In Tutzing wurde über die Stellung der SED-Opfer in der Gesellschaft
debattiert
Achim Beyer war 17 Jahre alt, als er mit fünf Freunden zusammen 1951
im sächsischen Werdau verhaftet wurde. Die Abiturienten hatten Flugblätter
in der Stadt verteilt, auf denen sie demokratische Verhältnisse in
der DDR und eine Wiedervereinigung mit dem Westen Deutschlands
forderten. Beyer blieb fünfeinhalb Jahre in Haft, dann kam er frei
und ging in den Westen. Acht Wochen nach seiner Entlassung aus dem Gefängnis
saß er einem Staatsanwalt in Bamberg gegenüber, der sein
Rehabilitationsverfahren betreiben sollte. "Hätten Sie sich drüben
anständig verhalten", sagte ihm der Staatsanwalt ins Gesicht,
"dann wären Sie auch nicht ins Gefängnis gekommen."
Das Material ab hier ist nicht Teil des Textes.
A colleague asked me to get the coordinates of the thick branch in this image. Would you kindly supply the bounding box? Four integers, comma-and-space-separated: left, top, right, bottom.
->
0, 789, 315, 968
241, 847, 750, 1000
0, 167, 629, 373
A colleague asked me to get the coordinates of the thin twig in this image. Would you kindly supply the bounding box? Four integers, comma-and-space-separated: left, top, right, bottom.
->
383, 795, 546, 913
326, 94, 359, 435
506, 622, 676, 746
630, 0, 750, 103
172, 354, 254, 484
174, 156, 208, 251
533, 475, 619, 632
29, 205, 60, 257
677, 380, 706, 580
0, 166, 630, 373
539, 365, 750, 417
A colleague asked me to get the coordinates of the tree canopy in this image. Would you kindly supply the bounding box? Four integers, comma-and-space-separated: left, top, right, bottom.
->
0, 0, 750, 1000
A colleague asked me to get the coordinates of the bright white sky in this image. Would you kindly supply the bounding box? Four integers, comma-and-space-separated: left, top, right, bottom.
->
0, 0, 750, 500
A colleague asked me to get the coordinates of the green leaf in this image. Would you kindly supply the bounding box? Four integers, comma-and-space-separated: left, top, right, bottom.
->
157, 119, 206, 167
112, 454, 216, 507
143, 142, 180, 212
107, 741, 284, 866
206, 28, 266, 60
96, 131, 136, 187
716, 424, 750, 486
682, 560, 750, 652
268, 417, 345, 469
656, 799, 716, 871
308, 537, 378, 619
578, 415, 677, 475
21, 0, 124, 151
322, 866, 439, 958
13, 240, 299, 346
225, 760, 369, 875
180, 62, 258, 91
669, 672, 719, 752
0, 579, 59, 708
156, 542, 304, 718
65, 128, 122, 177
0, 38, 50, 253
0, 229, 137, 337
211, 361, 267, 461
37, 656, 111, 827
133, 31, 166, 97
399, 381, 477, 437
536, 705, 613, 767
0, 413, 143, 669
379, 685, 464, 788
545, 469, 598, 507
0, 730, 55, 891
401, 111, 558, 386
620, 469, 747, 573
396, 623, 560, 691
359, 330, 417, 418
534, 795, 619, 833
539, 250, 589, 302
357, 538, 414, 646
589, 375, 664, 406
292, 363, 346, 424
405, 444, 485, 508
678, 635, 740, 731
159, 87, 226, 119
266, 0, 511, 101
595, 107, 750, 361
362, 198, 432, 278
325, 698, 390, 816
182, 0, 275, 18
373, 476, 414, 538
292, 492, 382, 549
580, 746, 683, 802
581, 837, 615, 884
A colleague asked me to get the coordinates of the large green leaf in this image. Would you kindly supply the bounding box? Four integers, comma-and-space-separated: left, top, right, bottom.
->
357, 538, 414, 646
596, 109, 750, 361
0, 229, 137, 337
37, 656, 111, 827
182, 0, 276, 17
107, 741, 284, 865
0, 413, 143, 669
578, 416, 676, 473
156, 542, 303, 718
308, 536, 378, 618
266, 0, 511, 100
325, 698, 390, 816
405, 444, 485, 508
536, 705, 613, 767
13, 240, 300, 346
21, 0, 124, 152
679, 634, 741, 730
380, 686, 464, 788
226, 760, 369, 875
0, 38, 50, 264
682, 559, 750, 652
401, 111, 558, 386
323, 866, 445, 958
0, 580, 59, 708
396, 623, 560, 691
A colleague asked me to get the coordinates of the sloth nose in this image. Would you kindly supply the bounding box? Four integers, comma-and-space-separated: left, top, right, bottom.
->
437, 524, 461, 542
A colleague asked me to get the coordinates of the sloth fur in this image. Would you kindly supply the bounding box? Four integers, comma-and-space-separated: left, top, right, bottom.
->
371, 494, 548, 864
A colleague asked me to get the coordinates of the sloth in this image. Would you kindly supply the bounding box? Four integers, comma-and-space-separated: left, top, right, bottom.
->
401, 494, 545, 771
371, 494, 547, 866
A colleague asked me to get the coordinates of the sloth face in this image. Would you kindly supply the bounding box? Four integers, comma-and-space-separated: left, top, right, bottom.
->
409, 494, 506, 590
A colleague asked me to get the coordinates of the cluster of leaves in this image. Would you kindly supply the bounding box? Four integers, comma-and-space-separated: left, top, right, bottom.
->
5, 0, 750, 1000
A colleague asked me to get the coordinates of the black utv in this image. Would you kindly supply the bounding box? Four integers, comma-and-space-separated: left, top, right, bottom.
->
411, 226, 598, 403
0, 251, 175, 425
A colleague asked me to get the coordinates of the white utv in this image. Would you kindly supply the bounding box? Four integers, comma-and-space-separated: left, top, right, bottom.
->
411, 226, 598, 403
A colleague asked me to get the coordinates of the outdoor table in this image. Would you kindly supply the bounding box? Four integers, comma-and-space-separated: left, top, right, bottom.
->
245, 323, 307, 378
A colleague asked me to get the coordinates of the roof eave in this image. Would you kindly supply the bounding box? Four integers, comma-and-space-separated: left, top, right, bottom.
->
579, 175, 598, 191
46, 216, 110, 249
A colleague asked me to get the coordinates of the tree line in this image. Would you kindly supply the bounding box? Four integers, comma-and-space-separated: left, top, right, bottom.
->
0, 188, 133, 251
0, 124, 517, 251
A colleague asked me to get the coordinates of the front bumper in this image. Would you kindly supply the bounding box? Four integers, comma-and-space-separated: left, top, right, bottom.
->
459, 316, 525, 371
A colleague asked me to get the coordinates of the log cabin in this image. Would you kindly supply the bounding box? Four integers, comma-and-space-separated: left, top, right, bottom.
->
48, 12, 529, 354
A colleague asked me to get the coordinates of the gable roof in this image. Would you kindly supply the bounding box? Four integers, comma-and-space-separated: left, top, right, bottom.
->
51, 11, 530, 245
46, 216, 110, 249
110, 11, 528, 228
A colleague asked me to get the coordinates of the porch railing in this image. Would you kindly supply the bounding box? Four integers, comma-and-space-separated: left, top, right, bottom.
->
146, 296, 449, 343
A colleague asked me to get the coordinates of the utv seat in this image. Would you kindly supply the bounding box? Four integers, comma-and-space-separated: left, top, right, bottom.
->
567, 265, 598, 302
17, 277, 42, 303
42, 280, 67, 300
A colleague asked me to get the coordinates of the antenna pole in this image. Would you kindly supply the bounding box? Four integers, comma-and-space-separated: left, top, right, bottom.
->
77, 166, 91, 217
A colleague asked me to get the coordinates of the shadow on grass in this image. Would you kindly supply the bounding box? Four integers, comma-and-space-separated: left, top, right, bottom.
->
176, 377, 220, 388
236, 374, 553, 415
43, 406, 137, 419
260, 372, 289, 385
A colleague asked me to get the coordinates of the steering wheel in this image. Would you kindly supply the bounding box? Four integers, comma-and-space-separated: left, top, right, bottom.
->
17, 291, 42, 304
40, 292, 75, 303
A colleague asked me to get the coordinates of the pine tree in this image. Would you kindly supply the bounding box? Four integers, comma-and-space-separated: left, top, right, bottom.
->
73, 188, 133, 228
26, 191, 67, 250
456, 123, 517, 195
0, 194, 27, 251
Haben politisch Verfolgte aus der DDR, die ihr Land verlassen mussten,
in der westlichen Demokratie eine neue Heimat gefunden? Gab und gibt
die Bundesrepublik den Opfern des SED-Systems das Gefühl, gebraucht
und beschützt zu sein? Die Antworten auf diese Fragen fielen bei
einer Tagung in der politischen Akademie in Tutzing am vergangenen
Wochenende bitter aus. Achim Beyers Erlebnis mit dem Bamberger
Staatsanwalt, das wurde deutlich, war eher die Regel als die Ausnahme.
Viele Emigranten fanden kaum oder schwer eine neue Heimat im Westen.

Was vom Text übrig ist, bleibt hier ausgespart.